South Plainfield, NJ
Application: Recycle Concrete
Built in the 1960s, the Ecolab facility encompassed 24 acres of land in the heart of Woodbridge’s industrial are. Located at the port and right off the NJ Turnpike with nearby rail service, the site is a prime location for warehousing and distribution. Over the years, Ecolab built onto the original building and added multiple levels to where today’s facility encompassed more than 235,000 square feet of factory and office space.
Three-Inch Centered Rebar
By far the lion’s share of the recyclable material on-site came from the concrete building and asphalt parking lot. An estimated 45,000 tons of material – 35,000 tons of concrete, masonry block and brick and another 10,000 tons of asphalt – was crushed via the company’s Eagle Crusher UltraMax 1000-15CV horizontal shaft impact crushing plant.
Crushing both the concrete and asphalt materials were prime examples of the twists commonly found on this project. The larger and more heavily reinforced footings and foundations posed a challenge for the demolition crew. “On a scale of one to 10 (10 being the toughest to recycle), I would rank this a 9.5 to 10,” says Carl Franzetti, site supervisor for Dallas Contracting. “This building was built like a bunker.”
The foundation’s construction included rebar positioned on 3-inch centers. At the height of the demolition, Dallas Contracting and the crusher were churning out three to four 30-yard containers of rebar a day. “The builders went crazy with the rebar and concrete.”
The impactor’s 44-inch by 41-inch solid steel rotor withstands the abuse delivered by the reinforced concrete.

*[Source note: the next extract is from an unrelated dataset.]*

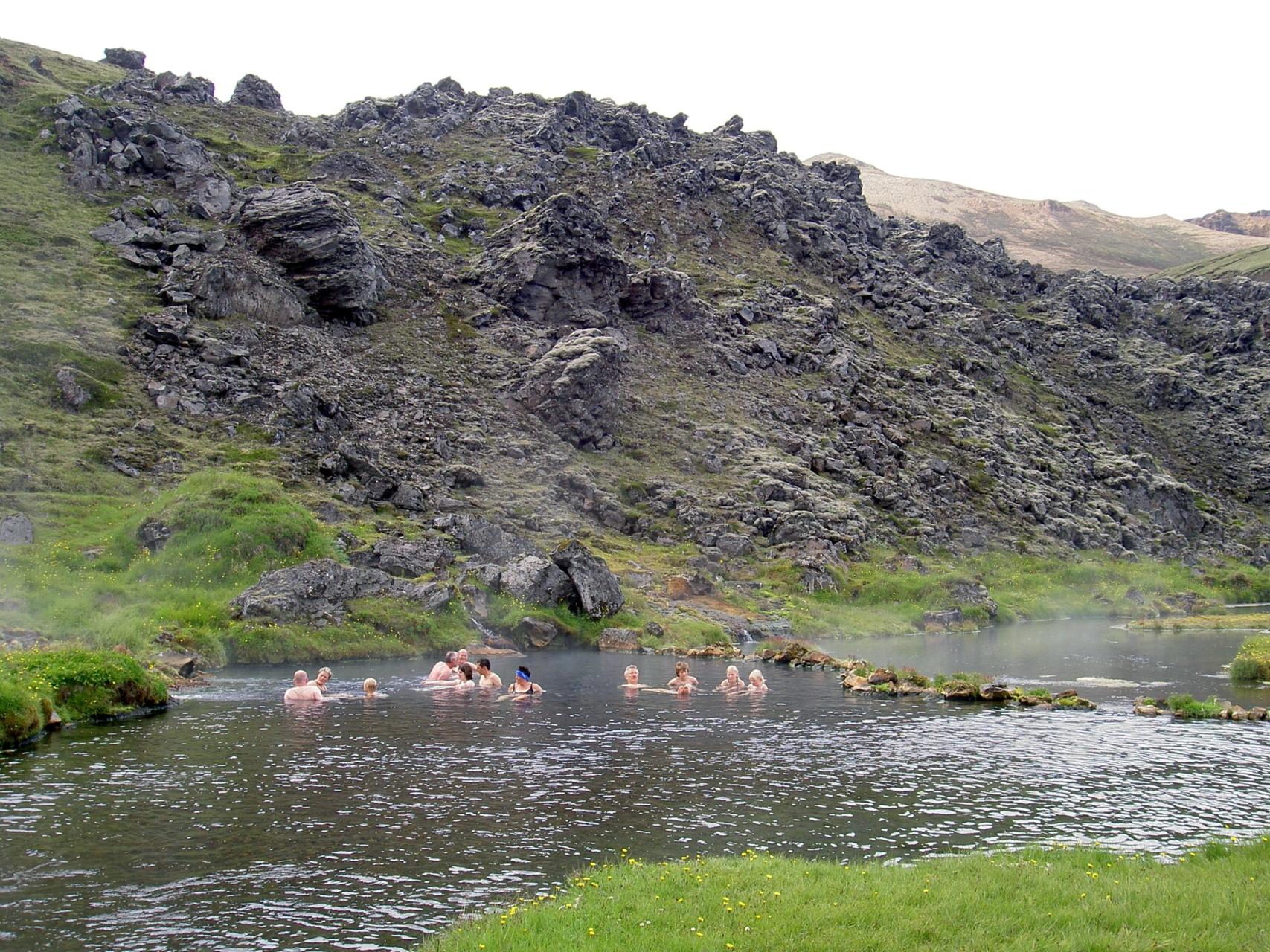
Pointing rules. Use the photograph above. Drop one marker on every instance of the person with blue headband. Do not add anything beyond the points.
(522, 684)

In tough recycle applications such as this, Dallas Contracting opts for medium chrome blow bars to offer the right balance of wear life without bar breakage. “Even when recycling this type of heavily reinforced concrete, we will get 20,000 tons out of a set of blow bars,” says Kozul. The plant’s in-line magnet separates the rebar from the concrete.
Switching from crushing concrete to asphalt did not pose a problem. “We just moved the conveyor, so the asphalt discharged into a separate pile,” said Franzetti. Although the impactor may be able to get better wear with an Eagle Crusher high chrome blow bar when crushing asphalt, on a job this small it was more efficient to crush with the medium bars.
According to Dallas’ Kozul, owning a portable crushing plant like the UltraMax 1000-15CV made economic sense. Developer Adler agreed, adding: “It saves us money at both ends, first hauling the old material off-site and second bringing in new for construction. It’s good for everyone involved.”
“Buy crushing on-site, we typically save our customers $13 per ton in trucking and dumping fees associated with hauling the materials to a recycling yard,” claims Kozul. On a job the size of Ecolab, this adds up to more than $500,000 savings for the customer, just on the recycling costs alone.
Another key to the savings, according to Kozul, was selecting a crushing plant that was truly portable. Dallas Contracting can move its machine on-site within an hour. “We have to remind our customers that the same day we move in the plant we want to be crushing,” says Kozul. With such a portable plant, Dallas Contracting can process small custom-crushing jobs as well as the large demolition projects, and it gives the company some scheduling flexibility. “When we crushed the first material stockpile at the Ecolab project, we were able to quickly move the plant and crush another job while we were waiting for the excavators to size more concrete in Woodbridge.”